Bab 47

10.1K 577 44
                                    

Hollaaaaaaaa
Selamat malam, Pren💚
Happy Reading ❤️
Absen dulu yukkkkk💚

🐊🐊🐊

Panas terik menghiasi siang hari ini, matahari yang tampak sangat bahagia memancarkan sinarnya begitu kuat. Udara siang yang panas bercampur dengan polusi dari kendaraan membuat suasana semakin panas. Hingar-bingar suara klakson motor dan mobil bersautan, jalanan yang lumayan senggang terlihat pengendara sepeda motor mengebut, alhasil tidak banyak dari mereka yang hampir saja bertabrakan. Membuat siapapun yang ingin menyeberang menjadi takut.

Tampak seorang wanita sedang mengibaskan tangannya dan memegang sebuah benda berwarna putih dan tipis. Sesekali mengusap peluh di wajahnya dengan tangan putihnya. Duduk di sebuah halte dan terlihat sedang menunggu sesuatu.

Tidak berselang lama, sebuah mobil berhenti di depannya. Ia buru-buru memasukkan benda putih pipih itu ke dalam tasnya dan langsung masuk ke dalam mobil. Tanpa disadari, sepasang mata telah memerhatikannya dengan tatapan penuh kemenangan dan senyuman jahat terukir di bibirnya.

🐊🐊🐊

Udara malam yang dingin disertai hujan membuat siapa saja akan malas untuk melakukan apa-apa.  Dua insan duduk saling memeluk satu sama lain sambil menikmati tayangan kartun anak cewek yang tengil dan beruang jantan. Sesekali bocah laki-laki itu tertawa melihat tingkah lucu dan menjengkelkan tokoh kartun tersebut.

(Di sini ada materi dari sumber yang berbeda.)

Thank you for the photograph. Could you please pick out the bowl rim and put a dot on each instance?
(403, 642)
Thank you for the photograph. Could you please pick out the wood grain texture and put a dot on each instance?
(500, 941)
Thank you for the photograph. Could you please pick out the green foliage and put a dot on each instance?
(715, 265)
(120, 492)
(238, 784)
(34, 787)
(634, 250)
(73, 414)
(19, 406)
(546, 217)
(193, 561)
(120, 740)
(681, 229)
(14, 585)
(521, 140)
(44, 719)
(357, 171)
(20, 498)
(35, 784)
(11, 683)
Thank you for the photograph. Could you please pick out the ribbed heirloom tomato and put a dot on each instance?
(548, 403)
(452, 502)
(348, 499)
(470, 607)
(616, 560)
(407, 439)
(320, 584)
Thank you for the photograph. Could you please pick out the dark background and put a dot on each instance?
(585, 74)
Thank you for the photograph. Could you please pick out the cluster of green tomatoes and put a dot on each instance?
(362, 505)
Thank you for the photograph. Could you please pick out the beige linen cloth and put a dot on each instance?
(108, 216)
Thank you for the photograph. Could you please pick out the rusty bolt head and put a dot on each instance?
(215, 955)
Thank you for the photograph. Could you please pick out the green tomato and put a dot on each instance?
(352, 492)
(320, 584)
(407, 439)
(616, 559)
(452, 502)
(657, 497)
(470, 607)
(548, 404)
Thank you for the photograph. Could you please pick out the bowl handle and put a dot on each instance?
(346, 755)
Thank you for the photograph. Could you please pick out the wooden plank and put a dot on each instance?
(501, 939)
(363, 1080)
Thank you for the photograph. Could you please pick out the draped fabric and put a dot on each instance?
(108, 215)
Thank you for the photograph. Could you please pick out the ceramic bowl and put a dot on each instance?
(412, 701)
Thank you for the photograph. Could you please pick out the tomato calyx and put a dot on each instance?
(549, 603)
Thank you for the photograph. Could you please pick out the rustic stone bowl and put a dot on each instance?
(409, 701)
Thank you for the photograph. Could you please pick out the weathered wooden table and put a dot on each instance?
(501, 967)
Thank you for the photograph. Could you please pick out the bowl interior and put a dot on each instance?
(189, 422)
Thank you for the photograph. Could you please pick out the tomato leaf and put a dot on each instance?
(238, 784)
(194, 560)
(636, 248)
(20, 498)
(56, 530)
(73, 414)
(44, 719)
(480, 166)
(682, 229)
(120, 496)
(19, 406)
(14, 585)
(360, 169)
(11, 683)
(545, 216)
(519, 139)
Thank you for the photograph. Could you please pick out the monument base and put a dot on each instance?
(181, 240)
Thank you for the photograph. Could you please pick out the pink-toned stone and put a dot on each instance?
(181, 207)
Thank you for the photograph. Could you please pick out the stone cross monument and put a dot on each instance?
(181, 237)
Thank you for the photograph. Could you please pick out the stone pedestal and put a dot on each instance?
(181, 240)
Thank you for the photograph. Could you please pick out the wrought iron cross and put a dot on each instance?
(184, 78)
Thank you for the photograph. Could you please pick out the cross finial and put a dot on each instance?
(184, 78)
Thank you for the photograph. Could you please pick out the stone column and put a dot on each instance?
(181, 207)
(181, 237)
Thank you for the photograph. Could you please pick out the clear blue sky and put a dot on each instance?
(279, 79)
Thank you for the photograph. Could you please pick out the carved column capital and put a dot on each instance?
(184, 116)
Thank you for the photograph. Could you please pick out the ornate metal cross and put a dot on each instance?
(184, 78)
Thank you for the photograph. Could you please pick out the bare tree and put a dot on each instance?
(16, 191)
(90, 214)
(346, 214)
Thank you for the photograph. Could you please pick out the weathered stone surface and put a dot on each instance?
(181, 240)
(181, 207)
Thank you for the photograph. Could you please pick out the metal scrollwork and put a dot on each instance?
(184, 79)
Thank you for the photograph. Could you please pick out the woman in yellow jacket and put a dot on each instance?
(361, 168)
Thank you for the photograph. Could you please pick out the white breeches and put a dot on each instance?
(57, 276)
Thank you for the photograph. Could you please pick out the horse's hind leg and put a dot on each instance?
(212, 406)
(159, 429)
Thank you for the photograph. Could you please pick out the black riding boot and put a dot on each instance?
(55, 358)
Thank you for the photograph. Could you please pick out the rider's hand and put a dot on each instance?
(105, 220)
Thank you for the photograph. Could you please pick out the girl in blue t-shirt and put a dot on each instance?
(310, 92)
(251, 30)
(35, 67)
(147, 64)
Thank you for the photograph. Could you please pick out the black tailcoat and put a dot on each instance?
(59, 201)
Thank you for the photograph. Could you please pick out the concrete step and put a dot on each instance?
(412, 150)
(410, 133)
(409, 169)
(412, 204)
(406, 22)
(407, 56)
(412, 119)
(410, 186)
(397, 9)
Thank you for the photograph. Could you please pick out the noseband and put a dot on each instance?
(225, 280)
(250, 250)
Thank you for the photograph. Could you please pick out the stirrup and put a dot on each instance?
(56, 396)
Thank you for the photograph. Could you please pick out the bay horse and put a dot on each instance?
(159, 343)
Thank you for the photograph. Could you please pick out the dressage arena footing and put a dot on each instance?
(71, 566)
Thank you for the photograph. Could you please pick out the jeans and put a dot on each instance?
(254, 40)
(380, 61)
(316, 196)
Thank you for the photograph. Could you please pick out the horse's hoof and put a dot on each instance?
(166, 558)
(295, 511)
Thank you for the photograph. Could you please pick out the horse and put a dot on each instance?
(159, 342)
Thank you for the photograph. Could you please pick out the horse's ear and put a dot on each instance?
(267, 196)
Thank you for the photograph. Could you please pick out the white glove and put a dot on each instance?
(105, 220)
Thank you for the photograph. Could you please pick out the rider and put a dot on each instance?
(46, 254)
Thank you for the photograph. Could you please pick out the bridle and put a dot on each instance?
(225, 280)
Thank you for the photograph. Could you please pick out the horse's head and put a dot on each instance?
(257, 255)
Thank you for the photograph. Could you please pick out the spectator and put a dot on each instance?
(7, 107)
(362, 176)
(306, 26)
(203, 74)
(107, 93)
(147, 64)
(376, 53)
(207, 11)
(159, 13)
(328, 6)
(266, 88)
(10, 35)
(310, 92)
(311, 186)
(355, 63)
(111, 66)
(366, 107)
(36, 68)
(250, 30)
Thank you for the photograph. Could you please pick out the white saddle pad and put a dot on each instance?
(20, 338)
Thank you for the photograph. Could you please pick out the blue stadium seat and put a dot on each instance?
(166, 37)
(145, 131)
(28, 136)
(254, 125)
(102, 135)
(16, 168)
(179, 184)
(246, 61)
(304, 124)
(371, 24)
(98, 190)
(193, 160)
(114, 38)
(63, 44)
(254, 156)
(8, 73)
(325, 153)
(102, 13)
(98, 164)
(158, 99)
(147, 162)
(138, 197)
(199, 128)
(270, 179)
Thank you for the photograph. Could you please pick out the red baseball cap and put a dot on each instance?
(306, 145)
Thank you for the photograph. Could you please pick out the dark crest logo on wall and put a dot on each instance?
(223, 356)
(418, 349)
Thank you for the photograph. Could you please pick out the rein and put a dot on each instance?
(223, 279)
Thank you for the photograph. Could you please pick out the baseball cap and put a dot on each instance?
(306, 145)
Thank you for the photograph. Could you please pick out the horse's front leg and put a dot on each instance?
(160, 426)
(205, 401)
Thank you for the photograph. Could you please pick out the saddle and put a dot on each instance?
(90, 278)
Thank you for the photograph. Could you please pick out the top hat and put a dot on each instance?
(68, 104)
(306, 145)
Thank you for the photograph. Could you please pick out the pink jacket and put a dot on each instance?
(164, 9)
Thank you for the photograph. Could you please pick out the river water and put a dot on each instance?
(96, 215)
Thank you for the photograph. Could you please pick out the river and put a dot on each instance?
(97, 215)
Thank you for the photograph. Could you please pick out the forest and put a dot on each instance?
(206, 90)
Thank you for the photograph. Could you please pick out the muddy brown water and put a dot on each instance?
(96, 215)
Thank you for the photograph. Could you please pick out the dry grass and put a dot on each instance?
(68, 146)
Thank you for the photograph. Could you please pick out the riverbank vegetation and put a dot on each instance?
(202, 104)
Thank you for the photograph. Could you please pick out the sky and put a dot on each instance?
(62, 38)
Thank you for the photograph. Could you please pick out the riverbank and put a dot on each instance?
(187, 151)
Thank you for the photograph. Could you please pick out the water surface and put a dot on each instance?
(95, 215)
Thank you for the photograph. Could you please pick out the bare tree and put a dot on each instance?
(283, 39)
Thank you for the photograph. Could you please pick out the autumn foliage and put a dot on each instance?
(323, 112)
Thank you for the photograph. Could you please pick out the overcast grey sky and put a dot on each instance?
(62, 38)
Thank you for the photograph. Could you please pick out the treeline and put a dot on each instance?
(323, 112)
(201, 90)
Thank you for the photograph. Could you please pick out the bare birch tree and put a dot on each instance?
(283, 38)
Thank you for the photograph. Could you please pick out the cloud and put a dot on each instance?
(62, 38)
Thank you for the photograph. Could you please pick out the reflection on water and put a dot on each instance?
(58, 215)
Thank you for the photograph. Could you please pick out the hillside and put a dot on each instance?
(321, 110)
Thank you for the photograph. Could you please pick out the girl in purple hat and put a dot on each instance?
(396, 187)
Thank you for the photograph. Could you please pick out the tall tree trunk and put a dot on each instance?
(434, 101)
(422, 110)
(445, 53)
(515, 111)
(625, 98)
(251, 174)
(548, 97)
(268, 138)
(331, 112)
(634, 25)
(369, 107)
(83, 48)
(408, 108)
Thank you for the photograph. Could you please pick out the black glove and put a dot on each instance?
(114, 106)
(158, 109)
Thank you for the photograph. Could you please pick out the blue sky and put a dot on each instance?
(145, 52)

"Bunda, dedeknya kapan keluar?"

"Sebentar lagi, Sayang. Alzam mau dedek cantik apa ganteng kayak Alzam nih?"

"Yang cantik dong, Bunda. Biar nanti Alzam bisa jagain dedeknya."

Melihat antusias Alzam akan kehadiran adiknya membuat Alisia terharu, Alisia berpikir Alzam nantinya akan menjadi kakak yang baik dan sayang selalu melindungi adiknya. Bagaimana jika mereka harus terpisah dengan Alzam. Apakah Alzam maupun calon anaknya nanti bisa hidup tanpa kehadiran seorang kakak yang begitu baik seperti Alzam.

"Pintar banget sih anak Bunda ini. Oh iya, Alzam gimana di sekolah?"

Alzam yang semula duduk di samping Alisia, kini langsung meletakkan kepalanya di paha Alisia sambil menciumi perut Bundanya. "Alzam sedih Bunda."

"Kenapa? Alzam ada masalah?"

"Abang dikatain bukan anak Bunda, terus nanti kalau adik udah lahir, Bunda nanti nggak sayang lagi sama Abang. Bunda sama Papa bakalan lupa sama Abang." Suara Alzam bergetar, detik berikutnya tangisnya pecah. Alisia langsung merengkuh tubuh Alzam dan memeluknya.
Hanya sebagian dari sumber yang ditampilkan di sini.